Harry Freeman

Personal information
- Full name: Harold Freeman
- Date of birth: 4 November 1918
- Place of birth: England
- Date of death: 19 March 1997 (aged 78)
- Position(s): Right-back

Senior career*
- Years: Team / Apps / (Gls)
- 1937–1952: Fulham / 179 / (7)
- 1952–1953: Walsall / 21 / (1)
- Dover
- 1954–1956: Ashford Town / 41 / (3)

Managerial career
- 1955–1956: Ashford Town (player-manager)

= Harry Freeman (footballer) =

English footballer

Harry Freeman (4 November 1918 – 19 March 1997) was a professional footballer who played as a full back. He played for Fulham between 1937 and 1952 (although this spell was split by the outbreak of the Second World War. He played 179 league matches and scored 7 goals. He made 190 appearances in all competitions for the club, scoring 8 goals.
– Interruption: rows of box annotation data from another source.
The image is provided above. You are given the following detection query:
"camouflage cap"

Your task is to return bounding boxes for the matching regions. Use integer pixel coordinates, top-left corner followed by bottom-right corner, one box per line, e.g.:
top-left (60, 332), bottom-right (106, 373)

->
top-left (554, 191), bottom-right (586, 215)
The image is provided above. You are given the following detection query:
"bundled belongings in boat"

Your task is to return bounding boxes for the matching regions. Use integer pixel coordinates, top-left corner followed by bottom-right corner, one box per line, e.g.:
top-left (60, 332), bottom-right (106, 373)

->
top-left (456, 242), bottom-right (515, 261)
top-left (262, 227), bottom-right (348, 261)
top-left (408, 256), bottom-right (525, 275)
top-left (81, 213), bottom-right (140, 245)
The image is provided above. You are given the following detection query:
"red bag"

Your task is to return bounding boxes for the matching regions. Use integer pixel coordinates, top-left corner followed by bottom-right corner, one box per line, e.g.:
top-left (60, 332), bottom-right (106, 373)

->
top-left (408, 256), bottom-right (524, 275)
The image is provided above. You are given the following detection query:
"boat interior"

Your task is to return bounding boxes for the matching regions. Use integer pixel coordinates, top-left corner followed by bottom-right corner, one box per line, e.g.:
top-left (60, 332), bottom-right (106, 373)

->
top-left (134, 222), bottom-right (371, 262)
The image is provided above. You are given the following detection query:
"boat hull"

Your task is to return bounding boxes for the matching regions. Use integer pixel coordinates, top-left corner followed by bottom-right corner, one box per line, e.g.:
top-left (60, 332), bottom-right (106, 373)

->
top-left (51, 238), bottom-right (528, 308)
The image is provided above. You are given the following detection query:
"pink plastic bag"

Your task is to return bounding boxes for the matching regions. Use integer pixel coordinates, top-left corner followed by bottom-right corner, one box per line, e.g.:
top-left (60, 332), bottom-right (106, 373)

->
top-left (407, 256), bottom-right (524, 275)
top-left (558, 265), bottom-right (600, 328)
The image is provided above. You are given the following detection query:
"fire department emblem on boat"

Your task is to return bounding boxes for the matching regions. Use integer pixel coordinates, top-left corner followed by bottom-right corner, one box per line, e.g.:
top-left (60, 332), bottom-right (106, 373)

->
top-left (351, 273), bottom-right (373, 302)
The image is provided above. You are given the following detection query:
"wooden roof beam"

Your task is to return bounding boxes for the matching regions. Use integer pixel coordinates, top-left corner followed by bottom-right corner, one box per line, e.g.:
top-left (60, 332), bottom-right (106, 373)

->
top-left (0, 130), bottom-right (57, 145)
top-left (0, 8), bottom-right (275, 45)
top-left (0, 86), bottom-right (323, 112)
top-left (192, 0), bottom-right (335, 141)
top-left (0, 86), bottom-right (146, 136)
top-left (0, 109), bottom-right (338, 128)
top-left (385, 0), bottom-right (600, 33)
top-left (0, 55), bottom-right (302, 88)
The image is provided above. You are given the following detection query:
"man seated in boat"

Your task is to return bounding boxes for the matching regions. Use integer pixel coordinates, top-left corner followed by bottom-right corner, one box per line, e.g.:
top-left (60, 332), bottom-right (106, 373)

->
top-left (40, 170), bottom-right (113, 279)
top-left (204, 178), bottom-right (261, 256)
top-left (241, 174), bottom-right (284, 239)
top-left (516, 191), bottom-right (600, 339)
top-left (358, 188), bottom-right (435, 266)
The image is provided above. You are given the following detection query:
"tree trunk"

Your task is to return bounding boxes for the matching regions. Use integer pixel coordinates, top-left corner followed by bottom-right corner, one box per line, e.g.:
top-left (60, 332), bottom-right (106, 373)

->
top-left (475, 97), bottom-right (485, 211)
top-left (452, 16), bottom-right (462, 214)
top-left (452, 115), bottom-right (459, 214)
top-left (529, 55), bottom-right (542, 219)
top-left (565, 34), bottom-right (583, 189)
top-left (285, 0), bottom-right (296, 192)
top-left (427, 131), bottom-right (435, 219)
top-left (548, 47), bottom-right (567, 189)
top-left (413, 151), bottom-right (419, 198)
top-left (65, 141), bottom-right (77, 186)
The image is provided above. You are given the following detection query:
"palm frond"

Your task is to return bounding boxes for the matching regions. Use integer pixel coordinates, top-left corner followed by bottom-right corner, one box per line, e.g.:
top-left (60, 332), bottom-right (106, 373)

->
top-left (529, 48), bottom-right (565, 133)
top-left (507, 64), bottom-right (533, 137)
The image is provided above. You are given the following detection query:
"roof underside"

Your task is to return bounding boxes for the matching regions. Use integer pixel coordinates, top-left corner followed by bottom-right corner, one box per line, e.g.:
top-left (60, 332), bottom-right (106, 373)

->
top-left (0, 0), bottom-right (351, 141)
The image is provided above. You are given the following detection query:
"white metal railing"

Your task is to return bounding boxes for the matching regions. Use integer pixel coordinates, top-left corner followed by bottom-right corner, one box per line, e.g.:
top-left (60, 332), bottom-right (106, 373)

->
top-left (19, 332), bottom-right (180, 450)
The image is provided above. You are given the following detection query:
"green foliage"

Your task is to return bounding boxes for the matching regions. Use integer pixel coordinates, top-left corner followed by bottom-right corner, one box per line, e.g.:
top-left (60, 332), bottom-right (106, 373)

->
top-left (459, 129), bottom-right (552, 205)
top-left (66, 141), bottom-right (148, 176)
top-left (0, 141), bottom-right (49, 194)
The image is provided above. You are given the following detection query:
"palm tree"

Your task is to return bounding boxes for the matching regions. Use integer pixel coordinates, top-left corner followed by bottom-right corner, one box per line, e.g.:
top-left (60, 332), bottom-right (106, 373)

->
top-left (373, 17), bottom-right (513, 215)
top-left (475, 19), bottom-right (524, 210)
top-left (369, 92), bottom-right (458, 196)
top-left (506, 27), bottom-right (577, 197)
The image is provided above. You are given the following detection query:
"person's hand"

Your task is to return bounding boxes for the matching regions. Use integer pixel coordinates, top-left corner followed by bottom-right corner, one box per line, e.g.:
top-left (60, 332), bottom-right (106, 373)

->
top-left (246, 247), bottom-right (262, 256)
He spent about 3 years based at Kempston Barracks in Bedfordshire, he was married to Olive who moved up and stayed with Mr and Mrs Childerly in Margetts Rd.

After leaving Fulham his League career continued at Walsall, after which he played non-league football at Dover and initially as a player then player-manager at Ashford Town (Kent).